Democrat Congressman Adam Schiff, chairman of the House intelligence committee, said: “This will give the public an opportunity to hear directly from subject matter experts, and leaders in the intelligence community, on one of the greatest mysteries of our time.” He said the UFO hearing would “break the cycle of excessive secrecy and speculation with truth and transparency”.
Last year, Avril Haines, the director of national intelligence who oversees President Joe Biden’s daily intelligence briefing, released a much-anticipated report into UFOs.
It examined 144 instances of “unidentified aerial phenomena’’ since 2004, some reported by US military pilots, but could only explain one of them with confidence. The report did not rule out the potential that China or Russia had developed super-advanced technology, or extraterrestrial origins. It did confirm that the sightings were not linked to clandestine US military tests.
UFO sightings have for decades been dismissed as the preserve of conspiracy theorists and crackpots. But the issue is being taken increasingly seriously by politicians and the Pentagon, particularly in relation to sightings by military personnel, and near training bases.
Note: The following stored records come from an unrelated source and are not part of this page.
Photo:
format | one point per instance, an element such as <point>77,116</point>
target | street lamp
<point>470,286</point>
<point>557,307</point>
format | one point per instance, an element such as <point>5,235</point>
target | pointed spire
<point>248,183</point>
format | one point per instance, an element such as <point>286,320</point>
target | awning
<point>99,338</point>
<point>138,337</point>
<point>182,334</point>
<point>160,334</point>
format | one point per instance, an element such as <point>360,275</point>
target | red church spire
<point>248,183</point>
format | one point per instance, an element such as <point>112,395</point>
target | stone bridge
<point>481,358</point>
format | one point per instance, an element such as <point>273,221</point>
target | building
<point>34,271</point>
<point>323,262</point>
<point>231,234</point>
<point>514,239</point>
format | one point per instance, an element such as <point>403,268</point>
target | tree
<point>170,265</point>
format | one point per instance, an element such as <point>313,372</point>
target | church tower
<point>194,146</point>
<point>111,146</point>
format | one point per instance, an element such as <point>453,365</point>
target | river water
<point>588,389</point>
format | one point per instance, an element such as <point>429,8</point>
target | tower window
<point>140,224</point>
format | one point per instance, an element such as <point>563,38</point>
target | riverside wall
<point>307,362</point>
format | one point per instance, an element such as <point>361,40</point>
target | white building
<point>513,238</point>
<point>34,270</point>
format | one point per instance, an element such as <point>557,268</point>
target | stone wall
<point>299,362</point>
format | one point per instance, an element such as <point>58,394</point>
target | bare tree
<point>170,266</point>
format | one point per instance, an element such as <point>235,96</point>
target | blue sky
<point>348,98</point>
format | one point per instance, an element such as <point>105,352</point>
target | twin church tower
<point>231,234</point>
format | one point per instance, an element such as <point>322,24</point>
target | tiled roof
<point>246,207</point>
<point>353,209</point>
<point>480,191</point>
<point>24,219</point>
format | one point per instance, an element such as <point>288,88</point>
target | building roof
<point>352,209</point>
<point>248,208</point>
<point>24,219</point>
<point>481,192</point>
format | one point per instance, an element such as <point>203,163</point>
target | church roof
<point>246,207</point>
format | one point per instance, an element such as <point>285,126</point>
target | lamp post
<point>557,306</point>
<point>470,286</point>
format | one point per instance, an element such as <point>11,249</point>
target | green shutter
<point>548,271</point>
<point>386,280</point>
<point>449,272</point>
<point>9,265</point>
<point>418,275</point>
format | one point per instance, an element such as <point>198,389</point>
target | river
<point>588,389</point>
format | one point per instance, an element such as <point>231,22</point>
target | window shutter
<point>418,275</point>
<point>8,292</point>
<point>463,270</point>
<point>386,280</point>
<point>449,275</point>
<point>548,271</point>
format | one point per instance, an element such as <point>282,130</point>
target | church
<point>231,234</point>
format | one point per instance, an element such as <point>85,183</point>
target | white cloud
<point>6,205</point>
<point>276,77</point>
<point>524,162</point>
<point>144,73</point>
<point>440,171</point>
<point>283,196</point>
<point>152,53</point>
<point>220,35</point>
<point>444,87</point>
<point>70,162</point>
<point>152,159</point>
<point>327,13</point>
In 2017 it was revealed that the Pentagon had been running a secret UFO unit, funded with $22million in “black ops money” from Congress. At the time, Luis Elizondo, the intelligence officer who ran it, told The Sunday Telegraph: “It’s pretty clear this is not us [the US].”
In the wake of last year’s inconclusive report, the Pentagon has now established a new team called the Airborne Object Identification and Management Synchronization Group.
The witnesses at the hearing on Tuesday will include the intelligence official overseeing the new task force, Ronald Moultrie, under secretary of defence for intelligence and security. Also giving evidence will be Scott Bray, deputy director of naval intelligence.
They will be questioned by the House intelligence committee’s subcommittee on counter terrorism, counterintelligence, and counterproliferation.
It will be the first congressional hearing on UFOs since 1969 when the “Project Blue Book” investigation into the phenomena ended.
John Kirby, the Pentagon spokesman, said it was a “very important matter” and added: “We are absolutely committed to being as transparent as we can with the American people.”